Le Projet West Ford (appelé également Aiguilles de Westford ou Projet Aiguilles) est un dispositif de télécommunications spatial passif testé par le laboratoire Lincoln du Massachusetts Institute of Technology (MIT) à la demande de l'Armée américaine au début des années 1960. L'Armée souhaitait disposer d'un système de communications militaire à grande distance fiable, pouvant remplacer les câbles sous-marins dans la perspective d'un conflit avec l'Union Soviétique. Le projet reposait sur la création d'une ionosphère artificielle autour de la Terre constituée de plusieurs centaines de millions d'aiguilles formant un réflecteur passif pour les émissions radio.
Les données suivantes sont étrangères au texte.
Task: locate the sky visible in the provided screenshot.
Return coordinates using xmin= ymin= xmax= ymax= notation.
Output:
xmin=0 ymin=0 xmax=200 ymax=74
Deux tentatives eurent lieu : en 1961 la dispersion des aiguilles ne s'effectua pas correctement. La deuxième tentative, en 1963, permit de vérifier le fonctionnement du dispositif. Les rapides progrès dans la mise au point des satellites de télécommunications mirent un terme au projet qui s'était par ailleurs heurté aux objections des autres nations et à la communauté des astronomes. La plupart des aiguilles, placées sur une orbite polaire à plus de 3500 km d'altitude, ont effectué depuis leur rentrée atmosphérique. Mais le mécanisme de dispersion développé pour le projet ayant eu des ratés en particulier lors du lancement de 1961, certaines aiguilles restées regroupées en paquet sont toujours en orbite, du fait d'un rapport surface/masse plus faible que celui prévu au départ, et sont aujourd'hui suivis comme des débris spatiaux.
A l'époque de la guerre froide, au début des années 1960, la majorité des communications internationales militaires passaient soit par des câbles sous-marins soient par des postes émetteur-récepteur radio qui pour les communications à longue distance utilisent les propriétés de l'ionosphère : cette couche de l'atmosphère, située entre 50 et 800 km d'altitude, permet la propagation des ondes radio en les réfléchissant. En 1958, lorsque le projet West Ford est mis sur pied, les satellites de télécommunications n'existaient pas. L'Armée américaine craignait que l'Union Soviétique, en cas de conflit, puisse mettre hors service les câbles sous-marins en les coupant, ce qui n'aurait laissé que les ondes radio comme moyen de communications avec les forces déployées à l'étranger. Or la portée et la qualité des communications utilisant les émetteurs radios n'étaient pas jugées satisfaisantes car trop dépendantes de l'état de l'ionosphère : celle-ci varie en fonction du moment de la journée (jour, nuit), de la saison et de l'activité solaire.
Les paquets d'aiguilles, qui représentaient une masse de 20 kg à laquelle s'ajoutait 20 kg pour le système de dispersion et le conditionnement ont été lancés à deux reprises en tant que charge annexe associée aux satellites d'alerte avancée MIDAS. Après un premier échec lors du lancement de Midas 4 le 21 octobre 1961 (les aiguilles ne s'étaient pas dispersées), la deuxième tentative effectuée le 9 mai 1963 (Midas 6) fut couronnée de succès : au bout de 40 jours environ, les aiguilles formaient une ceinture tout autour de la planète. Les tentatives de communication effectuées peu après le lancement permirent d'atteindre un débit de 20 000 bits pas seconde. Mais quatre mois plus tard alors que les aiguilles s'étaient dispersés, le débit avait chuté à 100 bits par seconde. Cette chute rapide du débit et le développement rapide des satellites de télécommunications mit fin au projet.